Relationship between a power set of subsets and a power set of proper subsets

Let ℙ(𝑆) be the collection of all subsets of 𝑆, and ℚ(𝑆) the collection of all proper subsets of 𝑆.

Which of the following hold for every set 𝑆?

ℙ(𝑆) ⊆ ℚ(𝑆)
ℙ(𝑆) ⊇ ℚ(𝑆)
ℙ(𝑆) ⊃ ℚ(𝑆)
ℙ(𝑆) = ℚ(𝑆)

What's exactly wrong with this thought process?

If 𝑆 = {1,2,3}, then

ℙ(𝑆) = {∅,{1},{2},{3},{1,2},{1,3},{2,3},{1,2,3}}

ℚ(𝑆) = {∅,{1},{2},{3},{1,2},{1,3},{2,3}}

ℙ(𝑆) ⊆ ℚ(𝑆) false. ℙ(𝑆) is not a subset of ℚ(𝑆)

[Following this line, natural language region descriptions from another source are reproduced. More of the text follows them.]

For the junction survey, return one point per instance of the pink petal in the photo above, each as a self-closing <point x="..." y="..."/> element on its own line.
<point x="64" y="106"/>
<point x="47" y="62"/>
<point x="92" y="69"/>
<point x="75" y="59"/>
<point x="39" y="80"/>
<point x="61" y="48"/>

ℙ(𝑆) ⊇ ℚ(𝑆) false. ℙ(𝑆) is not a superset of ℚ(𝑆)

ℙ(𝑆) ⊃ ℚ(𝑆) true. ℙ(𝑆) is a proper superset of ℚ(𝑆), and ℚ(𝑆) is not equal to ℙ(𝑆)

ℙ(𝑆) = ℚ(𝑆) false. ℙ(𝑆) and ℚ(𝑆) sets are not subsets of each other.

The notation $A\subseteq B$ is usually defined as $A\subset B$ or $A=B$. If one of the two things $A\subset B$ or $A=B$ is true, then $A\subseteq B$ must be true as well. Therefore it is impossible that $\Bbb P(S)\supseteq \Bbb Q(S)$ is false when $\Bbb P(S)\supset \Bbb Q(S)$ is true.

Apart from that, your reasoning has another error: you don't need an example set (in your case you use $S=\{1,2,3\}$) to show whether the assertions are true or false. In fact, you shouldn't use an example in a proof, since you then just prove a single special case, instead of a general principle. Of course examples are useful to gain intuition, and I highly encourage to first work out a few examples before you start proving something. But for the proof itself, you have to keep things general.

To show the assertions in a general case, we note that for any set $S$, the set $S$ itself is a subset of $S$ that is not proper. This follows from the definition of what a proper subset is. Furthermore, we know that any proper subset is also a subset (once again by definition of proper subset).

• $\Bbb P(S)\not\subseteq \Bbb Q(S)$, since the set $S$ is an element of $\Bbb P(S)$ that is not a subset of $\Bbb Q(S)$.
• $\Bbb P(S)\supseteq\Bbb Q(S)$, since any proper subset is also a subset.
• $\Bbb P(S)\supset\Bbb Q(S)$, since the set $S$ is an element of $\Bbb P(S)$ that is not an element of $\Bbb Q(S)$, therefore $\Bbb P(S)\neq \Bbb Q(S)$. By the previous point $\Bbb P(S)\supseteq \Bbb Q(S)$, and remember that $\supseteq$ is defined as "$\Bbb P(S)\supset \Bbb Q(S)$ or $\Bbb P(S)= \Bbb Q(S)$". Since the latter is false, the former must be true.
• $\Bbb P(S)\neq \Bbb Q(S)$, as we saw because $S$ is an element in $\Bbb P(S)$ and not in $\Bbb Q(S)$.